The raid in Ecuador caused serious diplomatic tensions
International police agency Interpol says Colombian officials did not tamper with computers which they claim provide proof Venezuela financed Farc rebels.
The hard drives were purportedly seized after a raid on a rebel camp in Ecuador at the beginning of March.
Although Interpol certified the authenticity of the files, not their contents, correspondents say their tests add credence to Colombian claims.
Venezuelan President Hugo Chavez vehemently dismissed the allegations.
He said the report was merely a "clown show" that "doesn't deserve serious comment".
Both Venezuela and Ecuador say that any contacts with the Revolutionary Armed Forces of Colombia (Farc) were solely made as part of a humanitarian effort to free hostages held by the left-wing guerrillas.
Colombian forces attacked the Farc camp located just across the border in Ecuador on 1 March.
The computers they seized contain files which, according to Bogota, show that Venezuelan President Hugo Chavez was personally involved in financing and supplying arms to the rebels.

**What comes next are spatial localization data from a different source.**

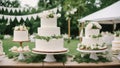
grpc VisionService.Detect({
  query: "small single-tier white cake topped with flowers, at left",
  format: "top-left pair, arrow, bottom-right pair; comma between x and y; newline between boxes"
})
13,25 -> 29,41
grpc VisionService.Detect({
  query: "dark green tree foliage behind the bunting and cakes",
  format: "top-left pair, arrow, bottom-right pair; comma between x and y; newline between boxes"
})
0,0 -> 118,37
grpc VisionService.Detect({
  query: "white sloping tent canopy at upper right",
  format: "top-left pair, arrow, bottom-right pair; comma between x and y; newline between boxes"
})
78,1 -> 120,24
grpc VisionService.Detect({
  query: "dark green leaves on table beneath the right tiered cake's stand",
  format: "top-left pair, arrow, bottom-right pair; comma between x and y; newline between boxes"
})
73,54 -> 110,63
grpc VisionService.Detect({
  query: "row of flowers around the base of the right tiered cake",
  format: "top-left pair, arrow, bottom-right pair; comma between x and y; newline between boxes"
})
78,43 -> 107,50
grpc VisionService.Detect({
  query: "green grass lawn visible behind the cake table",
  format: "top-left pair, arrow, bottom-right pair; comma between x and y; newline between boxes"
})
2,39 -> 79,55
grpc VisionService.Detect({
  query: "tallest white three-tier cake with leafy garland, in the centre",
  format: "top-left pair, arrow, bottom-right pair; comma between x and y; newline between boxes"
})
33,11 -> 67,53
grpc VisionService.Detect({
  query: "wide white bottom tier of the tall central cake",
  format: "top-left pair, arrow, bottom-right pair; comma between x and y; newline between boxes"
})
35,39 -> 64,51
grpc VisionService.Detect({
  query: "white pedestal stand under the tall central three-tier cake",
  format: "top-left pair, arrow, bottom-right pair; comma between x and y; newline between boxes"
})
32,49 -> 68,62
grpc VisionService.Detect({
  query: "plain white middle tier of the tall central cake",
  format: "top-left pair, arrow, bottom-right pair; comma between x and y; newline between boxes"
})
38,27 -> 60,36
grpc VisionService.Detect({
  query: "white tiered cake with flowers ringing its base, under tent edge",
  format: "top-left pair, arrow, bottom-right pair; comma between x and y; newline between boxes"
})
78,22 -> 107,50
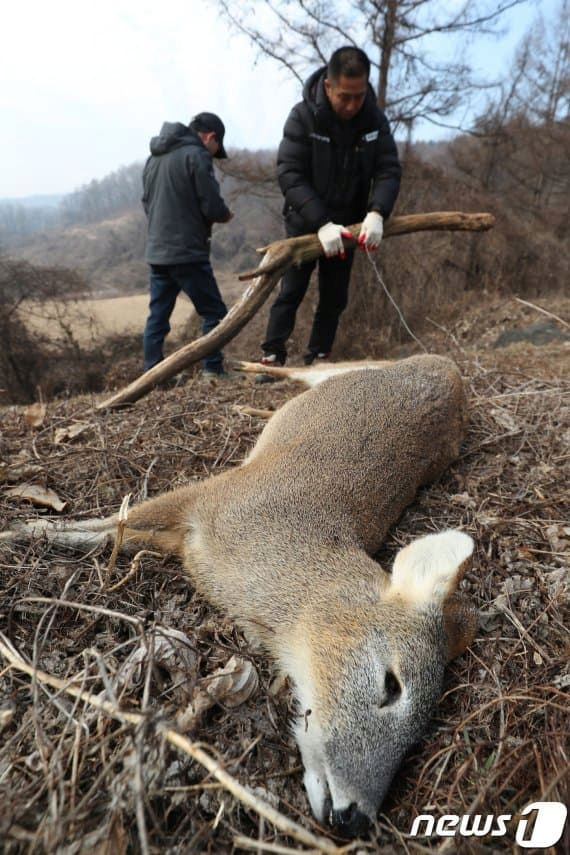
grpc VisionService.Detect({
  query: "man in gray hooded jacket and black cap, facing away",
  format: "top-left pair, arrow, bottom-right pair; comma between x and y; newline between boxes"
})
142,113 -> 233,375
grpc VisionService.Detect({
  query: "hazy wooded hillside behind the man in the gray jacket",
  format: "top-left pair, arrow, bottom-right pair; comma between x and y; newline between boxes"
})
7,151 -> 283,297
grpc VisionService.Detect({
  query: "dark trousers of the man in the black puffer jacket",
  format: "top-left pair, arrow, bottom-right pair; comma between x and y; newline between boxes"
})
261,251 -> 354,362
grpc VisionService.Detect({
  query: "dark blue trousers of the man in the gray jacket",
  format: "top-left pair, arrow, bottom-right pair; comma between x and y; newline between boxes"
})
143,261 -> 228,371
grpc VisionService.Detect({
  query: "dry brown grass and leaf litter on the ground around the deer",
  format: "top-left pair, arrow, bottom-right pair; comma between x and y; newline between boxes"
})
0,332 -> 570,855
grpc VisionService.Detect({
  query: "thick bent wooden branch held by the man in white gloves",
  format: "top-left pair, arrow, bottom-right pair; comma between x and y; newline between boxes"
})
96,211 -> 494,410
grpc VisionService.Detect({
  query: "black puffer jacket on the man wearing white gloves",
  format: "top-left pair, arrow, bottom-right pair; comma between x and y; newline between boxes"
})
277,67 -> 402,235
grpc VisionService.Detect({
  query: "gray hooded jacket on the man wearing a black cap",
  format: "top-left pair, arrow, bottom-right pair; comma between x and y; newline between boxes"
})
142,122 -> 230,264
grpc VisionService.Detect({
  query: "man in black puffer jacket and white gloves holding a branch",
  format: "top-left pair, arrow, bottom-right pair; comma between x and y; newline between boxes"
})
261,47 -> 401,368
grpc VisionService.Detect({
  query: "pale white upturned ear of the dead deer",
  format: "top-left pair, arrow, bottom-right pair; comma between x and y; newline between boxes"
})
390,529 -> 473,606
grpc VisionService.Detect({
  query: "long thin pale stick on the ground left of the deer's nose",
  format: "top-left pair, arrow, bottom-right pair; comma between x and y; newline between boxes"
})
0,633 -> 346,855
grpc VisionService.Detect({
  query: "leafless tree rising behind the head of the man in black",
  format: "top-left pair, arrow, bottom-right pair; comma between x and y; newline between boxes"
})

They also suggest that Ecuador maintained links with the Farc.
The Colombian authorities asked Interpol to check the files after Mr Chavez accused them of faking the documents.
Interpol head Ronald Noble said his team had not analysed the information contained on the drives, as Interpol's remit extended only to certifying the authenticity of the documents, not their contents.
Mr Noble said that deep forensic analyses showed Colombia did not modify, delete or create any files, although it did not always follow internationally accepted methods when handling the computers.
"We are absolutely certain that the computer discs our experts examined came from a Farc terrorist camp," he said.
But he was quick to stress that the fact that the files had not been tampered with did not prove that the information contained within them was totally accurate.
By weighing in and putting its seal of authenticity on the documents, Interpol is in a sense adding much greater credence to the Colombian government's allegations, says the BBC's Americas editor Emilio San Pedro.
Washington has confirmed it believes the files are genuine and that the implications for Venezuela, if it has supported the Farc - which is on the US and European lists of terrorist organisations - could be very serious.
But the files use codes and aliases throughout and nowhere is Mr Chavez mentioned by name.
Senior Farc commander Raul Reyes was among 25 people killed in the attack.
The raid provoked the worst regional tensions in recent years, with Ecuador breaking off diplomatic relations with Colombia.